Difficulté à juger, penser, trier
Grosse difficulté mentale, psychique à faire face à l’afflux de l’actualité. Les bouleversements sont considérables dans certains cas, les faits, en eux-mêmes infiniment moins importants dans d’autres cas, posent des problèmes de jugement et tout le monde patauge allégrement. Avec par ailleurs un mésusage des mots qui ne fait qu’aggraver ce sentiment de manque de repères. Utiliser cancer, tsunami, séisme pour parler d’évènements politiques, c’est, comme l’a fait remarquer quelqu’un sur Twitter, inapproprié et même déplacé pour ceux qui ont à souffrir de ces maux-là dans leur chair.
On se trouve confronté en permanence aux questions posées par la pratique, l’usage et le mésusage du pouvoir et de l’argent dans des proportions sans précédent. Comment traiter intérieurement les drames libyens ou syriens, la catastrophe nucléaire de Fukushima et la dévastation politique induite par l’affaire DSK ?
Tout cela mis en permanence sur le même plan qui est au fond celui du scoop. Autrement dit au moment du surgissement du fait, envahissement inouï sur tous les canaux possibles et imaginables, déferlement de propos avisés mais en quantité bien restreinte eu égard à la masse des commentaires mal informés, voir partisans, haineux, tendancieux, jugements à l’emporte-pièce qui n’hésitent pas à se contredire en quelques heures, bla-bla universel et à 99 % imbécile… puis décroissance rapide et enfouissement, à la manière souvent d’un refoulement psychique, j’en veux pour preuve la question de Fukushima qui a quasiment disparu des journaux, alors qu’elle reste d’actualité brûlante, au sens propre du mot cette fois (fusion hautement probable du cœur du réacteur 1, percement de la cuve…)

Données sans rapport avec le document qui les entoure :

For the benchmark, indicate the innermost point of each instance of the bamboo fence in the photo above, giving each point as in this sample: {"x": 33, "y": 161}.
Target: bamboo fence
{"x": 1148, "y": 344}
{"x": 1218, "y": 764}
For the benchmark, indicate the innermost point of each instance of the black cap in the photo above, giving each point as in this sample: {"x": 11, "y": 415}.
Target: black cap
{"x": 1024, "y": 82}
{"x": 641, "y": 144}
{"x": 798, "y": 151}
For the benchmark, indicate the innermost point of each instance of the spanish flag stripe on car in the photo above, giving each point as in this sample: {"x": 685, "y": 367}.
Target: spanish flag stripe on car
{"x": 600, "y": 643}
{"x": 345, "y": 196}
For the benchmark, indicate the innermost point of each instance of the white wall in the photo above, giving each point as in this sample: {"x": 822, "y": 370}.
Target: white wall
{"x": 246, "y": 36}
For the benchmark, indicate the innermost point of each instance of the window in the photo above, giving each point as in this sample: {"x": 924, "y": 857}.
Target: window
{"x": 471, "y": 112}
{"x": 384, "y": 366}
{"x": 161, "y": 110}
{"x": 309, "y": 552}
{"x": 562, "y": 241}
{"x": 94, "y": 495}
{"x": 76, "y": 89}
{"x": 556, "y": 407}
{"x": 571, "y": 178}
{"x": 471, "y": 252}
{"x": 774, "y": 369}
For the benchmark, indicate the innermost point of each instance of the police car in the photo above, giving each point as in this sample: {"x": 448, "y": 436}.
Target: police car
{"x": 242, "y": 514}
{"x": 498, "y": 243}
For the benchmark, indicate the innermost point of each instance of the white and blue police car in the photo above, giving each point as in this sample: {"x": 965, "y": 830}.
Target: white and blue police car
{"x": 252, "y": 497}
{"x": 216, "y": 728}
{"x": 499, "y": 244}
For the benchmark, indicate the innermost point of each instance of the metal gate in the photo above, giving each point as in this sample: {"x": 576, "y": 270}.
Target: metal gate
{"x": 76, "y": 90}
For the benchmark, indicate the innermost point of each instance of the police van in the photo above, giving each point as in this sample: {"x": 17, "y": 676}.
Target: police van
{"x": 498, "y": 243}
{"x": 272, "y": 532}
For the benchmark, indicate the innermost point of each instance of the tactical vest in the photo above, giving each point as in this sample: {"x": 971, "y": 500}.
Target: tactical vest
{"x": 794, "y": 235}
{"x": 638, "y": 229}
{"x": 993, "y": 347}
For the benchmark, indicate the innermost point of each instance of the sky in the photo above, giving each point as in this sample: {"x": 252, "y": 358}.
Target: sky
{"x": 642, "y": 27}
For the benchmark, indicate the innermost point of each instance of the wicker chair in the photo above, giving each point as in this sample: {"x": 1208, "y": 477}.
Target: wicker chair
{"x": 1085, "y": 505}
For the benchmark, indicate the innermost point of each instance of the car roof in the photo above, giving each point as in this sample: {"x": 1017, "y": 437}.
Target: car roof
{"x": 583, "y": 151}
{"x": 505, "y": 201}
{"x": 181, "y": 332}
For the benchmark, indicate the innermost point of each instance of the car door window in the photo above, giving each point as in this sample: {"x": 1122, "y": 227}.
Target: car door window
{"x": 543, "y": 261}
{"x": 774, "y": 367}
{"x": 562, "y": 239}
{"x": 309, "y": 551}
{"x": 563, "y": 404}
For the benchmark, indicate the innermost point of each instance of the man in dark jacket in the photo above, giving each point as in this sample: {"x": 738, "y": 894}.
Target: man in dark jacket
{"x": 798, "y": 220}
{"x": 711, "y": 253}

La conscience individuelle se trouve en proie à cet afflux et dans une grande difficulté à faire la part des choses, à tenter un jugement propre, une ligne de pensée, honnête qui sache faire la part des choses. Cela fait le lit des extrémismes.
l’art, un secours ?
La question serait : l’art peut-il être d’un quelconque secours, la littérature, la poésie, la musique, peuvent-ils aider à penser ce monde ? Le sauver, disent certains, j’en doute hélas, sauver du désespoir total peut-être ? En sauver quelques-uns de ce désespoir pour qu’ils soient ferments d’autre chose, peut-être. Sauver individuellement par un recours intérieur puissant…. Mais l’art n’est-il pas un luxe dans certains contextes ? Et surtout quelles réponses apporte-t-il ? En quoi la littérature, la musique peuvent-ils m’aider à penser et tenter de juger, de façon équilibrée et juste (dans les deux sens du mot).
Écho plus que Narcisse
Hier au cours d’une conversation avec une amie, cette idée que j’aimerais être Écho plus que Narcisse. Autrement dit qu’il me semble qu’une des grandes cohérences cachées de tout mon travail, c’est d’accueillir (en la cherchant, en la suscitant, en la trouvant, par les techniques apprises et mises en œuvre, par une quête construite et incessante) l’information, sur la poésie principalement, sur d’autres sujets aussi aujourd’hui via les mini-sites de veille tels Atome(s) ou Qui si je criais… ? et puis surtout, l’ayant triée (ce qui implique un jugement et là est la principale difficulté), puis l’ayant mise en forme et classée, la rediffuser pour au fond la mettre à portée de ceux qui peut-être ne l’auraient pas trouvée ou cherchée par eux-mêmes. En tablant sur le fait que la bonne information, plurielle, si possible non partisane, de sources variées, mettant en évidence des courants diversifiés, est la base de tout choix esthétique, de tout jugement.